3.1. Experiment Design and Environment

The proposed framework was applied to the GF-1 imagery data of the Miyun Reservoir pilot area in Beijing spanning from 2014 to 2021 to verify its usability and advantages in terms of data storage and management and application analysis. The experiments were conducted on a PC with an Intel Core i7-8700 processor, 16 GB RAM, and a 13 TB hard disk running the Ubuntu 20.04 operating system, with PostgreSQL 12.4 installed to store the location information and auxiliary information of metadata and imagery data.

3.2. Study Area and Data

The Miyun Reservoir and its drainage basin in the northeastern of the Miyun District, Beijing, were selected as the study area, as shown in Figure 4a. As the largest reservoir in Beijing, the main functions of the Miyun Reservoir include flood control, water supply, and water exchange for urban lakes. The upstream area of the reservoir has a continental monsoon climate with an average annual temperature of 6 °C to 10 °C and average annual precipitation of 500 mm to 700 mm. The annual precipitation distribution is very uneven, with precipitation in July and August accounting for 70% of the annual total, mostly in the form of heavy rainfall [44]. Providing 80% of Beijing’s urban water supply, the water quality of the Miyun Reservoir is particularly important. The drainage basin of the reservoir is a remote and mountainous area with severe soil erosion.
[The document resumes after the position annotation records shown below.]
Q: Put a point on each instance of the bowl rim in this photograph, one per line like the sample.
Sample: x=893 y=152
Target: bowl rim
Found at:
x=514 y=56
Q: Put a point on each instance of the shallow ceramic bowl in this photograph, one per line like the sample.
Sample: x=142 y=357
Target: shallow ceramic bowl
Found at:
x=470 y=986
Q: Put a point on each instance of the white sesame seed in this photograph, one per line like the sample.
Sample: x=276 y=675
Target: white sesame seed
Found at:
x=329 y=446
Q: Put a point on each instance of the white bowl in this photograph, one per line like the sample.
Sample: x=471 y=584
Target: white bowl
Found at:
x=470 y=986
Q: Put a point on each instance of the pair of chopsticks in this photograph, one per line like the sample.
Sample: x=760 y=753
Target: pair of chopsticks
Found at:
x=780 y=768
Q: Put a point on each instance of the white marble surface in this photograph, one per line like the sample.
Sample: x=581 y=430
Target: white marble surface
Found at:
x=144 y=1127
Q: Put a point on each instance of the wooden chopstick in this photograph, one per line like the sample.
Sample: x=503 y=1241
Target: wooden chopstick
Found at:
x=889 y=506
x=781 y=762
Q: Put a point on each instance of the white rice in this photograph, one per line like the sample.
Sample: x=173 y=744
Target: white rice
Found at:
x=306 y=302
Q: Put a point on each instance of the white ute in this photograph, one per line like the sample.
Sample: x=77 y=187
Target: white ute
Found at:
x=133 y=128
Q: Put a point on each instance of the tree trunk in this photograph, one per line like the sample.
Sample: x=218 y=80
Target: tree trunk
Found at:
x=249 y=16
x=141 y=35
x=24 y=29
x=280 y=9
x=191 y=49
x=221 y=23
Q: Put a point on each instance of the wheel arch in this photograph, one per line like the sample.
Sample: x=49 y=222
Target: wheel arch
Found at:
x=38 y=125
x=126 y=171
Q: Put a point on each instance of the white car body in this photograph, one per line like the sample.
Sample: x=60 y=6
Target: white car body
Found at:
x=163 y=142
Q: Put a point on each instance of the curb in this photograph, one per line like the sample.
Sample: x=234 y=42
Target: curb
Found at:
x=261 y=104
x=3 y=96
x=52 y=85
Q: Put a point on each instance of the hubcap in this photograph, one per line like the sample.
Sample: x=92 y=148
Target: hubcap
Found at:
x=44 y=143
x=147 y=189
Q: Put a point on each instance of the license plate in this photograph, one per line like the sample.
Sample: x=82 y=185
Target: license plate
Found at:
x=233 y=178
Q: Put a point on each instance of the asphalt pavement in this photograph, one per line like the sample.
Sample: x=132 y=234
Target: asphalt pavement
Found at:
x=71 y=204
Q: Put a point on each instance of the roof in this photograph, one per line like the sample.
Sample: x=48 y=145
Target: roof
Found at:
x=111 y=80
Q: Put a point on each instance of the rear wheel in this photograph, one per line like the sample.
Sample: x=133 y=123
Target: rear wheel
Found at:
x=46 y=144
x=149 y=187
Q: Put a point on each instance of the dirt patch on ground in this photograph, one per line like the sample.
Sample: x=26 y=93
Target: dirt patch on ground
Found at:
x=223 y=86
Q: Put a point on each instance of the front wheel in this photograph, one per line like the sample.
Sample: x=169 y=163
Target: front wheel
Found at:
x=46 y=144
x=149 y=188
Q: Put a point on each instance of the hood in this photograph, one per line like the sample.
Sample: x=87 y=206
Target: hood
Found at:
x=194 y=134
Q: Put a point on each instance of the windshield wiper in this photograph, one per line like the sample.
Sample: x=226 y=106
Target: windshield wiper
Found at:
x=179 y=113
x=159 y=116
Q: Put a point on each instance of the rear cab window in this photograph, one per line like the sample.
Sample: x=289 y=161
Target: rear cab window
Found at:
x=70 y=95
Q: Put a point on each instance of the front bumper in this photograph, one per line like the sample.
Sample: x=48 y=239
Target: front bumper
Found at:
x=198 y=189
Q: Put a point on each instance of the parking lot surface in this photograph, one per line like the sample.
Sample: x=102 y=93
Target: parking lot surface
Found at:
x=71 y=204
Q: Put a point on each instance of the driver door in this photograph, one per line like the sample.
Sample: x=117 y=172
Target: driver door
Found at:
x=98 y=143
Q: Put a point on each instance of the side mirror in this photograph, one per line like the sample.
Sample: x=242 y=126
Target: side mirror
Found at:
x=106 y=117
Therefore, monitoring the vegetation coverage information and water body coverage information with the GF-1 data could inform the development of effective measures to improve the ecological environment of the reservoir basin in the future [40]. Moreover, as the only surface drinking water source in Beijing, the water demand and water quality of the Miyun reservoir have direct effects on people’s living and the sustainable development of the economy [45].
The GF-1 satellite data processed in this paper were received for 10 years since April 2013. GF-1 WFV sensor data include four multispectral bands (red, green, blue, and NIR), with a spatial resolution of 16 m and a time revisit period of 4 days. The large-field-of-view, multispectral detection data from the GF-1 16 m medium-resolution camera can be used to monitor NDVI, NDWI, and other indices. The Miyun Reservoir as the study area of this paper is shown in Figure 4a, and the GF-1 data covering the Miyun Reservoir are presented in Figure 4b, which are organized and stored as scenes. On the basis of the proposed framework and GF-1 imagery data covering the study area from June to October in each year from 2014 to 2021, the normalized difference vegetation index (NDVI) [46] and normalized difference water index (NDWI) [47,48] were calculated to investigate the spatial and temporal dynamics of vegetation and water bodies in and around the Miyun Reservoir.

3.3. Experimental Results

3.3.1. Comparative Analysis of Time Efficiency for the Two Strategies

To evaluate the computational time efficiency of the two data organization strategies based on ODC grid and scene, we recorded the time consumption and time efficiency improvement of the two strategies for calculating NDVI and NDWI, as shown in Figure 5. The red bars and green bars in Figure 5a indicate the time consumption of the ODC grid- and scene-based approaches for calculating NDVI. The red bars and green bars in Figure 5b indicate the time consumption of the ODC grid- and scene-based approaches for calculating NDWI. The curves in Figure 5c,d show the time efficiency improvement of the ODC grid-based approach over the scene-based approach for calculating NDVI and NDWI, respectively. Taking the year 2015 as an example, it took 41.2 s to calculate NDVI with the ODC grid-based approach and 65.18 s with the scene-based approach, i.e., the proposed framework improved the time efficiency by 58.2%. According to the trends of the bars in Figure 5a,b and the time efficiency improvement curves in Figure 5c,d, the time complexity of calculating NDVI and NDWI was consistent. Therefore, the ODC grid-based framework was more efficient than the scene-based approach in terms of NDVI and NDWI calculation in the study area.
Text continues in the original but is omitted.